LOUISVILLE, Ky. (WDRB) -- This isn't a schedule. It's a stress test.

After getting slapped with a No. 8 seed in last year's NCAA Tournament — a number that looked more like a slight than a seed — Louisville's second-year coach grabbed the schedule by the throat.

Kentucky. Tennessee. Indiana. Memphis. Baylor. Arkansas. Cincinnati.

Not to mention Duke twice, and the whole ACC gang.

This isn't a schedule. It's a subpoena.

"You can't sharpen your teeth eating oatmeal," Kelsey said Wednesday. "Whether it ends up being the best strategy in the world, I don't know. But that's what we decided. Bring it."

Easy, coach. I'm supposed to be the one writing the fancy one-liners.

But there's a method to the madness. Kelsey consulted with scheduling gurus. He listened during ACC coaches' meetings. He talked to Bubba Cunningham, chair of the NCAA Tournament selection committee.

"He told me, they're human beings in a room," Kelsey said. "They're all going to decide what they're going to decide. That person might like the KenPom metric, that guy might like the NET. That guy might just do the eye test. They're human beings — and they're not held to a structured standard of selection."

So what do you do?

There's no easy answer to that now — any more than there was last March. But Kelsey made a decision: err on the side of boldness. Stack the deck with high-level opponents. Leave no doubt that Louisville will go looking for the fight.

"What I do want to do is make sure that when we get there, and the selection committee is looking at us, they know one thing," he said. "Louisville didn't duck the smoke."

In fact, the smoke begins even before the regular season starts. Kansas will be the Cardinals' exhibition opener in the KFC Yum! Center.

"Pretty cool, isn't it?" Kelsey said. "It's pretty cool. I mean, it's an exhibition game. It doesn't count on your record or anything like that. But as I mentioned, this is one of the best sports towns in the country. … Does that get you pretty fired up -- an October game against Kansas at the Yum! What I'm hoping for is about 20,000 people."

It's a far cry from where Louisville opened last season, in the Bahamas.

"One of the guys that took my bags at the hotel was in the starting lineup with the team we played that evening," Kelsey said. "So I'd like to think coach Bill Self's team, the Kansas Jayhawks, are going to be a little bit better test early and get us ready."

At least he won't have to give Self a tip.

Shortly after that game, Kentucky will visit the KFC Yum! Center in the first huge Year 2 test for Kelsey and his team. It just worked out, because of the games the program had scheduled, that the rivalry wound up in that spot, its earliest-ever meeting.

Win that, and the smoke Kelsey keeps talking about likely will turn to fire. At least until the next big matchup.

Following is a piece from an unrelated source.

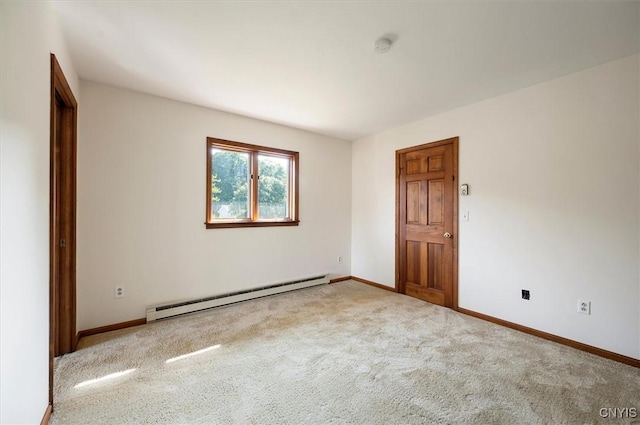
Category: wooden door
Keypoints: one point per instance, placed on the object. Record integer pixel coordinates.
(62, 291)
(427, 205)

Kelsey knows the road he's laid out. There are no guarantees, and few easy stretches to pad the margins – especially if the ACC is improved overall. There are no soft landings.

But there's a scoreboard, and a committee room, and somewhere in between, a shot to prove Louisville belongs on a higher line.

The smoke is coming either way. Might as well light the match yourself.